Some hints for coping with stress

I don’t want to bore you with my life story, but I had several years of stress that ended up manifesting themselves bodily in the form of nausea, rapid heart palpitations, erratic sleep and eating patterns, depression, permanent exhaustion, mood swings, memory loss, light hallucinations and very painful cramp-like symptoms in various body parts

It was so bad for some time that I couldn’t lie on my back anymore and had to sleep while sitting. How do I know that it was stress that caused this? I am only guessing, but I got rid of the stress, and now the symptoms are gone as well. Symptoms that I had for years and that no doctor could explain. So maybe here are some hints you could probably also get from anyone else with a similar backstory:

Identify your primary stressor and get rid of it. Without getting rid of this, you cannot really recover from stress-related illnesses even if you master all manner of coping mechanisms. But this is easier said than done. Maybe a professional can help you. For me it was all very non-obvious and I only recognized how much stress I had been facing when the situation changed and the primary stressor had disappeared.

Try taking up meditation. I know it sounds clichéd. But learning to not think for ten or twenty minutes in a row twice a day can make a huge difference in how you approach stressful situations — it can even change it so that a situation that would normally feel stressful to you no longer does. I got my intro to Zen meditation from Brad Warner’s books.

Go for walks in the forest. This is not some hippie bullshit. It is being researched and shows good promise.

While on the topic of walking, walk briskly for one hour in fresh air at least two  days a week. I shit you not. This can even help people with depression.

Give your brain time for boredom. Brains need downtime, but if you always carry a smartphone and start distracting yourself whenever you don’t feel stimulated, you are robbing your brain of an important mechanism. Aimlessly wandering thoughts can help you when it comes to creative problem-solving, and if you can solve your problems more easily, you’re perhaps creating less new stress.

Don’t read all the news, especially if it upsets you. If you absolutely must  follow some of the news, perhaps for your job, reserve some time when you do that. Every morning during your commute on the train, perhaps. Avoid news sources outside of this time window. I went completely without news for almost a year and I didn’t miss anything important.

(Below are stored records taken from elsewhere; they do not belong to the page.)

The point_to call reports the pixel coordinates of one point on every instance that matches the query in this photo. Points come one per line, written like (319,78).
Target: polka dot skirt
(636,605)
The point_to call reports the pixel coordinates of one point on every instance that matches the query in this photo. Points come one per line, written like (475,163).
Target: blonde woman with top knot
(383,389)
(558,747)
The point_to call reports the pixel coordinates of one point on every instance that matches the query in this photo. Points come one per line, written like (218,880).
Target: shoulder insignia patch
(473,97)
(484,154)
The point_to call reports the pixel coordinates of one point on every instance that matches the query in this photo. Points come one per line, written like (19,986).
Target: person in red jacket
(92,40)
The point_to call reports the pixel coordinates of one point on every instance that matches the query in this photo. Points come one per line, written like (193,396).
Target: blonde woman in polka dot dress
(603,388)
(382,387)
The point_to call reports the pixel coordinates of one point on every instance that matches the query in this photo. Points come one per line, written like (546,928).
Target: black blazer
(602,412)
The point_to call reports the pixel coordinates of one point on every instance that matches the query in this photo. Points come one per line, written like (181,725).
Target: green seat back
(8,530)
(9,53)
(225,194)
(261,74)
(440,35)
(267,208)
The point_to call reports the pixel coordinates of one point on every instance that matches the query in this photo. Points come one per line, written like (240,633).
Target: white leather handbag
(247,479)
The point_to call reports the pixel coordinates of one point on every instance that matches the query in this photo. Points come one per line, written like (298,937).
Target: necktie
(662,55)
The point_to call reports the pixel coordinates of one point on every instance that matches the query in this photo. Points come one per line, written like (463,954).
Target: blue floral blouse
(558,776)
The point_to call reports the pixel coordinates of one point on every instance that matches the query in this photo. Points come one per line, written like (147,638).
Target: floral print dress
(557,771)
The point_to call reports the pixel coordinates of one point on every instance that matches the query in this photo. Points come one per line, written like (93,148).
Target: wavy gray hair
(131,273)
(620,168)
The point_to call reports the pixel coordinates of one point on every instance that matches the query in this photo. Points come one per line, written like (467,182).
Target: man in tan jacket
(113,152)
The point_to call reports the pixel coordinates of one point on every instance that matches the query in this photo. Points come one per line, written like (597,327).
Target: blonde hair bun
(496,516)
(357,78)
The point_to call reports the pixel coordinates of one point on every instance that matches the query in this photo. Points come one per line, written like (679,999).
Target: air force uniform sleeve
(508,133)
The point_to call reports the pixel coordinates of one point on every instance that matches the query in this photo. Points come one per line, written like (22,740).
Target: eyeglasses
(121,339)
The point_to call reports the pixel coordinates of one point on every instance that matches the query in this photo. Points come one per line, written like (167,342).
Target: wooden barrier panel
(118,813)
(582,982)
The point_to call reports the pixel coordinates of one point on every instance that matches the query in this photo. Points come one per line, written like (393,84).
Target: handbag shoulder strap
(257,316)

If you’re on Facebook, Twitter or some other site where you can waste time with a lot of mindless scrolling, quit that. If you find that it’s very hard to quit, congratulations, you may have been developing an addiction, so it’s extra smart that you quit now.

You don’t have to completely get rid of all social networking, everything in moderation. But ask yourself what you’re feeling while you’re reading. Are you learning something useful? Is it extremely entertaining, more so than something else you could be doing? Or does it just annoy you or make you feel bad about yourself? Then stop when you notice that. There are better sources of news and opinions than Twitter or Facebook.

When you’re watching a movie, all secondary devices stay off. No distractions. If the movie is so boring that you have to play a game on another device, it’s not worth watching, you might as well turn it off and focus on your game instead.

Block your downtime, protect it from intrusions. If you have to work six days a week, reserve the seventh for doing absolutely nothing related to work. Send the kids to the grandparents, leave your home for the day and sit in a park with a book, do whatever it takes to get out of your rut. Working seven days a week destroys you. Unless you’re a workaholic perhaps, but I’m not so I wouldn’t know.

Most of these steps take time, but you get time by stopping with the time-wasters. An hour staring at a wall thinking about otters is not wasted time.  An hour flitting back and forth between a movie, a game and Facebook is.

Good luck and let me know if this works for you. Disclaimer: I’m not a professional, so this isn’t qualified medical advice. If you’re under stress and haven’t seen some stress expert yet, do that first.